Speaking of the legs, I have already said how impressed I was with the leg locking mechanisms, but there is more. Given the slender legs, I was worried that overall stability would be compromised. However, the leg locks are excellent for stopping almost all leg movements.

The leg angle locks are something that I don't like about this tripod. They are not spring loaded; which means that after you have pulled out the locks, you have to manually push them into place to lock the legs. Again, I am sure this is a weight-saving measure, but in my opinion the added convenience would have been worth the small amount of bulk.

The ball head

I used this tripod with three separate cameras, ranging from lightweight crop-sensor mirrorless to full-frame DSLR. The headset had no problems supporting the weight that was placed on it during my tests. K & F states that the tripod is capable of carrying fourteen times its weight virtually. Although that can be extreme, I have no doubt that the ball-head mechanism could support a camera system of up to five to six pounds if circumstances present themselves.

The ball head itself has only a single adjustment button that controls both the panning and the headset connection. I'm sure this is a weight-saving measure, but can sometimes lead to complications when adjusting your camera. While the panning is silky smooth, the ball head appears somewhat rough and quite audible when moved.

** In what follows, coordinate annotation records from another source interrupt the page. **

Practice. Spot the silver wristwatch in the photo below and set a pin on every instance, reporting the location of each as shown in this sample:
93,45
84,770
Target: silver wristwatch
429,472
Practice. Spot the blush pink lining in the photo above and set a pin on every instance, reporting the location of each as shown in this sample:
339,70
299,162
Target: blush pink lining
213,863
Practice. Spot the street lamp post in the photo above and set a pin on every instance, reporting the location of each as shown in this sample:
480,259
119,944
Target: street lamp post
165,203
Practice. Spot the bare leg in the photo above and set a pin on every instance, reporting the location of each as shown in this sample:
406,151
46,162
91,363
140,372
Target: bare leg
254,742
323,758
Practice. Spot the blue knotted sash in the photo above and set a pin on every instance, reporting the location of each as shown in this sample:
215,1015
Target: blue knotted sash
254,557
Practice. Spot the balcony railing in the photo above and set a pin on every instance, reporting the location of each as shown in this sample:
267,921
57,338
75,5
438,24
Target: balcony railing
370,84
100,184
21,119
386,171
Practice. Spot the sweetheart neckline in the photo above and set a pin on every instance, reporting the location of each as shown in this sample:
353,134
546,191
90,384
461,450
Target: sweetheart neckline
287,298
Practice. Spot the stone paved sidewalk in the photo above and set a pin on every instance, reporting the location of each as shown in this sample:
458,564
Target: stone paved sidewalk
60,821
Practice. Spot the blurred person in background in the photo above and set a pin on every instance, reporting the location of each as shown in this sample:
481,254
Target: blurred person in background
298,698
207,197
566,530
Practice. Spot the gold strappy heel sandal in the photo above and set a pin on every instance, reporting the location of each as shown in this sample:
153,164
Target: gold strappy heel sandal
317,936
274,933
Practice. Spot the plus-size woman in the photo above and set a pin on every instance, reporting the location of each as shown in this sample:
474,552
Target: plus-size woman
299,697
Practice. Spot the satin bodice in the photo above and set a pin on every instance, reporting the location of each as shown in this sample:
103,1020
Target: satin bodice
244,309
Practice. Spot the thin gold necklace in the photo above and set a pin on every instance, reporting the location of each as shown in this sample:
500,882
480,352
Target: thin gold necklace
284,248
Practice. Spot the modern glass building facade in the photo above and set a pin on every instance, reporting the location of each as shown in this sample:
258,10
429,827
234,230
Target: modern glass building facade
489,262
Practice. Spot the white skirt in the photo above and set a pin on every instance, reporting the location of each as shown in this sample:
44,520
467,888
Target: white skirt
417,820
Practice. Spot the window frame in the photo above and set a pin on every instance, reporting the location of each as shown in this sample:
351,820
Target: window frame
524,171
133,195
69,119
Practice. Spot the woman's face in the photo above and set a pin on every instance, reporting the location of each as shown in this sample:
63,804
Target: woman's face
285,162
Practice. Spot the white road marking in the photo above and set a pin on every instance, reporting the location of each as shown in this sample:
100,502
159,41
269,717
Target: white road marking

A small amount of lubrication can help in this area. I think I should also note that the headset not only has a bubble level – which is pretty handy – but also a magnetic compass.

Again, yes … really.

What is great

In terms of packability, the TC-2335 from K & F Concept is fantastic. It is extremely light and does not take up much space anywhere. It would be ideal for those who fly a lot or at any time that there is room for a premium. It looks great and is more than suitable for most camera systems that you probably want to take with you. The twist locks on the legs are also secured with extreme strength. In general, the entire platform for a tripod of this size is remarkably stable.

What's not so great

I can't get past the corner lock because the legs are not spring loaded and this is the biggest torment I have with this tripod. Admittedly, this is the first tripod that I have remembered and that does not have this function. At the same time, I know for sure that this could be a personal preference. Also, the reasonably usable headset is not exactly smooth to use, and I would have liked a secondary button for pans.

Final assessment

For a tripod intended as a travel companion for the highly mobile photographer, the K & F Concept TC-2335 is a wonderful, cost-effective option if you are looking for a compact carbon fiber tripod. It looks good and a solid posture will be entirely suitable for most photographers who understand its use and limitations.

Do not look for a workhorse tripod here. On the contrary, I would recommend that you consider the TC-2335 as a fully suitable shooting platform that will come in handy when weight, size and portability take precedence over the subtle functions found in larger, more dedicated camera support systems.